South Korean semiconductor giant Samsung Electronics said on Monday it had developed the world's first 16-gigabit NAND flash memory chips using 50-nanometre technology.
Samsung said the new memory chip can store data equivalent to 200 years of a 40-page broadsheet daily newspaper, 8,000 digital music files or 32 hours of DVD-quality movie files on a single memory card.
The firm said it was the world's first flash memory chip with the cutting-edge 50-nanometer technology.

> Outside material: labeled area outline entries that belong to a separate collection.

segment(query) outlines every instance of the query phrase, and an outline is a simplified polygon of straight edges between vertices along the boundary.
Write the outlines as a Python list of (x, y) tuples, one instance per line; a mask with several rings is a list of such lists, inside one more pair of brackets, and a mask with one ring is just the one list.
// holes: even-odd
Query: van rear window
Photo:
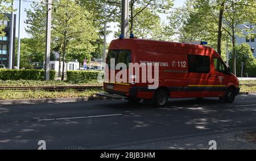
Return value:
[(131, 50), (110, 50), (106, 58), (106, 63), (110, 67), (110, 60), (115, 59), (115, 66), (119, 63), (123, 63), (129, 67), (131, 62)]
[(198, 55), (188, 55), (188, 72), (210, 73), (210, 57)]

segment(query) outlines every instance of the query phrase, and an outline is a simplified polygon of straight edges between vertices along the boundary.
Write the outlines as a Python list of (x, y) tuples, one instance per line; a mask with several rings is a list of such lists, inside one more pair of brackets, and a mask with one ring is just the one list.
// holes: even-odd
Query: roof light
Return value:
[(119, 39), (123, 39), (123, 35), (121, 34), (121, 35), (119, 36)]
[(201, 41), (201, 45), (206, 45), (208, 44), (208, 43), (207, 43), (207, 41)]

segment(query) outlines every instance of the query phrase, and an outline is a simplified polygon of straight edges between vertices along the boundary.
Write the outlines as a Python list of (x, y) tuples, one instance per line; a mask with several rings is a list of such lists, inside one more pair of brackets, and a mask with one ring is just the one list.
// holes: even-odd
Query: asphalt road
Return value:
[[(166, 108), (126, 100), (0, 105), (0, 149), (109, 149), (256, 129), (256, 96), (171, 99)], [(150, 149), (150, 147), (148, 147)], [(159, 147), (160, 149), (160, 147)]]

Currently, 80-nano technology is the standard for memory chips.
The new chip holds 16.4 billion functional transistors, each measuring one two-thousandths of a metre, the thickness of a human hair, Samsung said..
Samsung, the world largest maker of dynamic random access memory chips (DRAMs), plans to begin mass production of the 16-gigabit NAND flash memory chip from the second half of 2006.

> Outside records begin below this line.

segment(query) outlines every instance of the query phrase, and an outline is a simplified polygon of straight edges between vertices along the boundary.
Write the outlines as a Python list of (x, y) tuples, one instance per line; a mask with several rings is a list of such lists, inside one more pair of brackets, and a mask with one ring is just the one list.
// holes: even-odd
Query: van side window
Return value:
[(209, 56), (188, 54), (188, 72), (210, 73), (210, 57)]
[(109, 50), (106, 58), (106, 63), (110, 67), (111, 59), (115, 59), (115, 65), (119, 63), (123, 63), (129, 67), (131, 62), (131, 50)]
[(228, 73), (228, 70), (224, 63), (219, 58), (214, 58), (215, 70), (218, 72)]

Samsung expects the global market for 16-gigabit NAND flash memory chips to grow to 14 billion billion dollars by 2010. Unlike conventional memory chips for personal computers, flash memory can retain and store information even when a device's power is turned off.
"Memory is opening a bold new world in consumer electronics," said Samsung's semiconductor business division president, Hwang Chang-Gyu.
"With cards containing multiple 16-gigabit flash memory chips, you will be able to take your entire music and personal video libraries with you on one small portable device," he said, Economic Times reported.